There is a perception that young people are not smart enough, informed enough or concerned enough to participate in government. This attitude is not only wrong, it is dangerous and detrimental to our democracy.
Young people have historically been the cause of change in America. The Civil Rights movement could not have occurred without young African Americans and their allies refusing to get up from restaurant counters and bus seats. The women’s movement would not have pushed the courts to the landmark decision of Roe v. Wade which legalized a woman’s right to choose without the young people who led marches and sit-ins throughout the country. America progressed because of young people who brought media attention to their causes and made the government listen.
The tragic shooting that occurred last year at Marjory Stoneman Douglas High School in Parkland, Florida, was felt by every American, but particularly by young people. The activism of the brave high school students who demanded common sense gun control after the tragedy was exemplified by Emma Gonzalez, an 18-year old student from Parkland who delivered a passionate speech calling out elected officials, who failed to pass common sense gun legislation because of the money pouring into their campaigns from powerful gun lobbyists.
“We call B.S.!” she iconically exclaimed.
In addition to Emma’s fervent address, students from Parkland successfully organized national school walkouts across the country and started to shift public opinion of the National Rifle Association, a massive accomplishment in the attempt to dismantle their political influence.
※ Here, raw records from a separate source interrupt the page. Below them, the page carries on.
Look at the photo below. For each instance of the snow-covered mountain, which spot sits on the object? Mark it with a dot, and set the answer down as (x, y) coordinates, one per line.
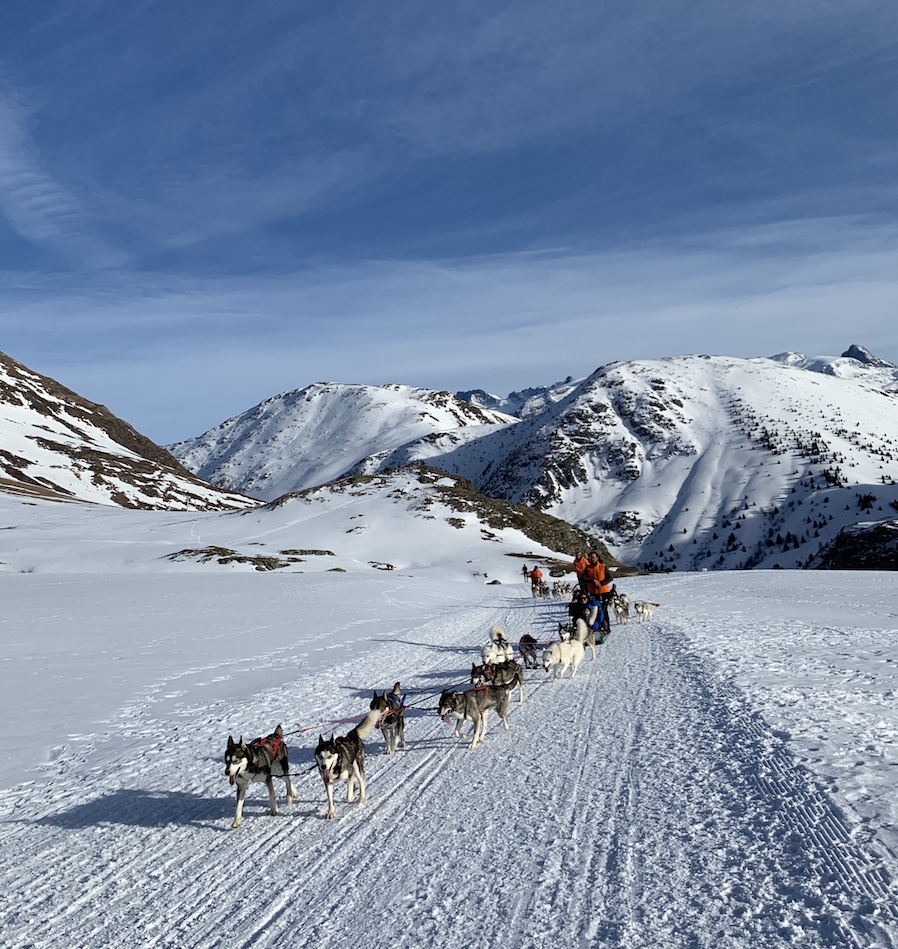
(406, 521)
(688, 462)
(318, 434)
(54, 443)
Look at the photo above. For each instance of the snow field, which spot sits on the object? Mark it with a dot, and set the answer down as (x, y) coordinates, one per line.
(646, 802)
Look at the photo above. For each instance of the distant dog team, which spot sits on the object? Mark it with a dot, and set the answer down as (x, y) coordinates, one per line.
(343, 758)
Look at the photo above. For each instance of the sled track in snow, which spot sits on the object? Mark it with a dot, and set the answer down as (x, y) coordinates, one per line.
(643, 804)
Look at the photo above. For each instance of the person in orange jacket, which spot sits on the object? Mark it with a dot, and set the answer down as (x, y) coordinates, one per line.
(536, 577)
(580, 564)
(598, 583)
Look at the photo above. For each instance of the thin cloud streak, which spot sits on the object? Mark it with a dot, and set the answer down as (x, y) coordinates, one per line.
(210, 350)
(34, 204)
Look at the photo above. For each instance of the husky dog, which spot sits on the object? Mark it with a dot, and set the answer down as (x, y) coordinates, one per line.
(393, 722)
(585, 636)
(343, 759)
(260, 760)
(560, 656)
(498, 649)
(620, 604)
(527, 649)
(644, 609)
(504, 675)
(473, 706)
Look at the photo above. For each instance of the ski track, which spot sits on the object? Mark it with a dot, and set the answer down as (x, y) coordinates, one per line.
(641, 804)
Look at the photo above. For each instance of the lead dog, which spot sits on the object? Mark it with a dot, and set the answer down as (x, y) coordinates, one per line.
(260, 760)
(584, 635)
(343, 759)
(563, 655)
(527, 649)
(393, 722)
(473, 706)
(644, 609)
(505, 675)
(620, 604)
(498, 649)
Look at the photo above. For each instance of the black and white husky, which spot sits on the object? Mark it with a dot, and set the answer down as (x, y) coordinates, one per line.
(343, 759)
(564, 655)
(498, 649)
(392, 724)
(474, 706)
(620, 605)
(527, 649)
(644, 610)
(505, 675)
(260, 760)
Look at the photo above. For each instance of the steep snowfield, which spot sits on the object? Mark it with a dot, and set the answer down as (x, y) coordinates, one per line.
(53, 442)
(687, 462)
(724, 776)
(314, 435)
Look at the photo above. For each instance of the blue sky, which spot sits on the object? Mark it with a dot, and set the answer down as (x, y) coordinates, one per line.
(204, 204)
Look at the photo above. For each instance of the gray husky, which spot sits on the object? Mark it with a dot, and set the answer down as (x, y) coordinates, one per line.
(260, 760)
(343, 759)
(527, 649)
(473, 706)
(505, 675)
(391, 706)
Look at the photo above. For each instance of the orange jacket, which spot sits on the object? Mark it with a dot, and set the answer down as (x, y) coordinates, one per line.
(597, 578)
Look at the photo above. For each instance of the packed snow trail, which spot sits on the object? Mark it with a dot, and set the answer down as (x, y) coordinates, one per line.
(642, 804)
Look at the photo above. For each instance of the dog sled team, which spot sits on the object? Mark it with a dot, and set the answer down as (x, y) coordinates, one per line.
(492, 681)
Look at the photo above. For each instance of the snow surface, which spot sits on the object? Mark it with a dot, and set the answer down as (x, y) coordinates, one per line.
(723, 776)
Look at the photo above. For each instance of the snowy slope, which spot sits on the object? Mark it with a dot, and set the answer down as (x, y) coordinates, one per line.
(314, 435)
(723, 777)
(688, 462)
(404, 520)
(55, 443)
(697, 461)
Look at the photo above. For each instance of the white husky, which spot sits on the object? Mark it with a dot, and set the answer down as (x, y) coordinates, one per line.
(583, 634)
(645, 609)
(498, 649)
(560, 656)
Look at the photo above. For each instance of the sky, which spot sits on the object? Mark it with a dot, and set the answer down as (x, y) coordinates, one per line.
(201, 207)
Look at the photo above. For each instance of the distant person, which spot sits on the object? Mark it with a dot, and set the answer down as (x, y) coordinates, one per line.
(598, 583)
(580, 564)
(536, 580)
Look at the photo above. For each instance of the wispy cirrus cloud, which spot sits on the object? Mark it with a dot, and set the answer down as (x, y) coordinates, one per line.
(210, 348)
(35, 205)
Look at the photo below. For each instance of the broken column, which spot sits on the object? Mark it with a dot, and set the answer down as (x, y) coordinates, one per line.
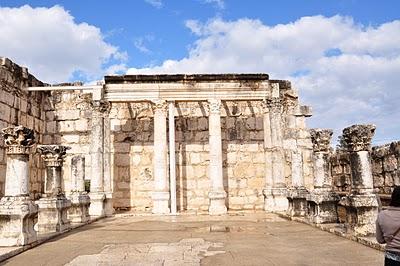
(276, 195)
(160, 194)
(297, 192)
(362, 203)
(217, 193)
(80, 201)
(17, 210)
(267, 191)
(53, 206)
(322, 200)
(97, 195)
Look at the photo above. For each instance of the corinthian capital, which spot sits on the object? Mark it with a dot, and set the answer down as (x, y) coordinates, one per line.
(160, 106)
(214, 106)
(18, 140)
(101, 107)
(321, 139)
(53, 155)
(358, 137)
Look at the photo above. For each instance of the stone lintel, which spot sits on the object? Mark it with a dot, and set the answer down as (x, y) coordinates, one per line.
(360, 201)
(322, 196)
(53, 155)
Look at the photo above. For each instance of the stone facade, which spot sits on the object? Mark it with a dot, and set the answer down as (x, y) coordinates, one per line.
(385, 161)
(20, 107)
(240, 144)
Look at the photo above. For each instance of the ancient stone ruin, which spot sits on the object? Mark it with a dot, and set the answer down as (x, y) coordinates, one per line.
(177, 144)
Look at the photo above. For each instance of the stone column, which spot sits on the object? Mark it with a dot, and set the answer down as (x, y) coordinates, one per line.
(172, 170)
(80, 201)
(97, 195)
(108, 186)
(160, 194)
(217, 193)
(362, 204)
(279, 190)
(322, 200)
(17, 210)
(53, 207)
(269, 202)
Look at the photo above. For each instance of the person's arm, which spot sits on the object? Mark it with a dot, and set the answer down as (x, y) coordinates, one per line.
(379, 233)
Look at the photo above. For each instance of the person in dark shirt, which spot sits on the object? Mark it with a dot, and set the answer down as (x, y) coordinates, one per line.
(388, 229)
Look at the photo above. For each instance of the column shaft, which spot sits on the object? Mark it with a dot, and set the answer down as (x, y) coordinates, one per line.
(161, 193)
(217, 194)
(172, 170)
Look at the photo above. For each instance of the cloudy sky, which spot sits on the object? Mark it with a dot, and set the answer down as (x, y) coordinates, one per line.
(342, 55)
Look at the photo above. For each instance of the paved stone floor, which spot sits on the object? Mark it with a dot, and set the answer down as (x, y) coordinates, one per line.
(251, 239)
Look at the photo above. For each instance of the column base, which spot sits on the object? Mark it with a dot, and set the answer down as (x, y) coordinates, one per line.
(109, 205)
(361, 213)
(79, 211)
(217, 203)
(297, 198)
(322, 207)
(275, 199)
(97, 208)
(160, 202)
(17, 219)
(53, 214)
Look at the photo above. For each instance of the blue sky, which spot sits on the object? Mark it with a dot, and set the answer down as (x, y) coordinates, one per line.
(343, 56)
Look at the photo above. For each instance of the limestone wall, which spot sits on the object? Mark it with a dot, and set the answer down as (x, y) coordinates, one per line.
(19, 107)
(64, 117)
(385, 168)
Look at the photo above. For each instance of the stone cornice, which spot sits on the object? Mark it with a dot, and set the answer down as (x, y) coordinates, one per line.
(358, 137)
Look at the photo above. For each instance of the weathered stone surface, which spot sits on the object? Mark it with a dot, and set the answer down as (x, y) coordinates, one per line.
(358, 137)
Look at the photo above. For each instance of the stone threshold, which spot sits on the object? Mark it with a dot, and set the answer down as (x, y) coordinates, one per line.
(9, 252)
(339, 230)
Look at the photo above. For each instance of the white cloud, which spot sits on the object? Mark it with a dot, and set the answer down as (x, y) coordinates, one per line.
(348, 72)
(219, 3)
(155, 3)
(52, 45)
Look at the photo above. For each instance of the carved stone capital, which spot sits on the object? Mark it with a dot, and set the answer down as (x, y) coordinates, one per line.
(214, 106)
(53, 155)
(160, 106)
(358, 137)
(100, 107)
(275, 105)
(321, 139)
(18, 140)
(265, 105)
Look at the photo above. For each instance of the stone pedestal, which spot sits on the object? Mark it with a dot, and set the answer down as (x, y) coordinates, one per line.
(322, 206)
(17, 219)
(362, 204)
(322, 201)
(361, 213)
(108, 204)
(17, 210)
(97, 204)
(217, 193)
(53, 207)
(275, 199)
(79, 211)
(80, 200)
(160, 194)
(53, 215)
(297, 198)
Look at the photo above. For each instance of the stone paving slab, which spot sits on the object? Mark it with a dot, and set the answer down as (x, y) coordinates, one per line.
(257, 239)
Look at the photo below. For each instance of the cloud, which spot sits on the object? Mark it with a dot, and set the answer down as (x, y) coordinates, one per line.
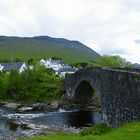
(107, 26)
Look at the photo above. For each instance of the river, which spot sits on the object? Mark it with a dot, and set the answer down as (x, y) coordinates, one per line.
(60, 119)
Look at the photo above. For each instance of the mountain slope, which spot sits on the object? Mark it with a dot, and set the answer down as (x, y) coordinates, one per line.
(44, 47)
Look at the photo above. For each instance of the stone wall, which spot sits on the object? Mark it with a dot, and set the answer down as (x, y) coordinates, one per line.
(118, 91)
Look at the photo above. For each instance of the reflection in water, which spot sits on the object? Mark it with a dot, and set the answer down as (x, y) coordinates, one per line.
(71, 118)
(6, 125)
(76, 119)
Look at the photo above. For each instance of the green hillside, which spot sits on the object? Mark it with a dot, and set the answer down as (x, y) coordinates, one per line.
(45, 47)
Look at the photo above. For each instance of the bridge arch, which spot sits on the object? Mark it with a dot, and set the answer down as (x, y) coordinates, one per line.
(86, 92)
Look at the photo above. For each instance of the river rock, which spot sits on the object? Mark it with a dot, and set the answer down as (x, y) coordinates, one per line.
(25, 108)
(12, 106)
(54, 104)
(39, 106)
(2, 103)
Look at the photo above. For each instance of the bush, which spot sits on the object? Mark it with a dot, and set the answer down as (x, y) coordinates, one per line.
(96, 130)
(36, 85)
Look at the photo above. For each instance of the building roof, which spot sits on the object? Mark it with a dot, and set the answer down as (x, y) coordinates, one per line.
(56, 61)
(12, 65)
(66, 70)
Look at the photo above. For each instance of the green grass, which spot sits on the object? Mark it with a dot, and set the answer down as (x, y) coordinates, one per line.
(26, 48)
(130, 131)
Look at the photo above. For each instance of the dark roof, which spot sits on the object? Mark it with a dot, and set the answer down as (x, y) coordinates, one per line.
(66, 70)
(12, 65)
(56, 61)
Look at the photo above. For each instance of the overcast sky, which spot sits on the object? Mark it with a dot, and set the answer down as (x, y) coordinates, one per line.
(107, 26)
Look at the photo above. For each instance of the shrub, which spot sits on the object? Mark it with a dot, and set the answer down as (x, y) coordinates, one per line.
(96, 130)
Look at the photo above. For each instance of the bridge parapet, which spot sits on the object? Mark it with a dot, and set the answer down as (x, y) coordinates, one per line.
(117, 89)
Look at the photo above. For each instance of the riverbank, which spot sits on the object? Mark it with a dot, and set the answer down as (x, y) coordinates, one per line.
(129, 131)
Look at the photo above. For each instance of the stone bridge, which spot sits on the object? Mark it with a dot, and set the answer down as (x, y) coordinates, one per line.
(118, 91)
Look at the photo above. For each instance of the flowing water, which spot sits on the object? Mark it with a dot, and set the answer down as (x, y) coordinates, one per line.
(60, 118)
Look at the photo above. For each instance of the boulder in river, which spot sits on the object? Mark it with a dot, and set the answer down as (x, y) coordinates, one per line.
(12, 106)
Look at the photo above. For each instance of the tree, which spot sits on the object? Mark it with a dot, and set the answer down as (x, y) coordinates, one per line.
(113, 61)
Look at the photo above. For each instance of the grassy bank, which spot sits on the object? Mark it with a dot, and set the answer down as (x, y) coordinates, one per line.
(130, 131)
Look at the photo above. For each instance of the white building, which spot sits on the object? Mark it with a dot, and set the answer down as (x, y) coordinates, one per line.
(7, 67)
(58, 66)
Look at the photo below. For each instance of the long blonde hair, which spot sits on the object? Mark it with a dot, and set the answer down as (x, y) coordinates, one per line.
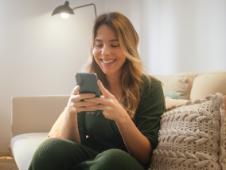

Parkland students also drove the state to pass certain gun restrictions, including a gun purchase waiting period and a ban on bump stocks.
More recently, students from Taylor Allderdice High School in Squirrel Hill, Pennsylvania organized a vigil in the wake of a synagogue shooting that killed 11 and injured six. Hundreds of people gathered after the shooting to grieve and protest divisive political rhetoric and the failure of Congress to pass common sense gun laws. High school students not only organized the event but stepped forward to speak movingly of their concerns.
The message of these brave students can be best summed up by a chant shouted by the crowd at the vigil in Squirrel Hill: “Vote! Vote! Vote!” In order to continue the impact of the efforts of these young activists, we must join together as a generation and elect officials who will put the issues we care about at the forefront. Critical issues such as gun control, women’s rights and healthcare are at stake. We have the power to change American society tomorrow; a chance to make it more inclusive and safe for everyone. It’s our time. It’s our turn. Vote!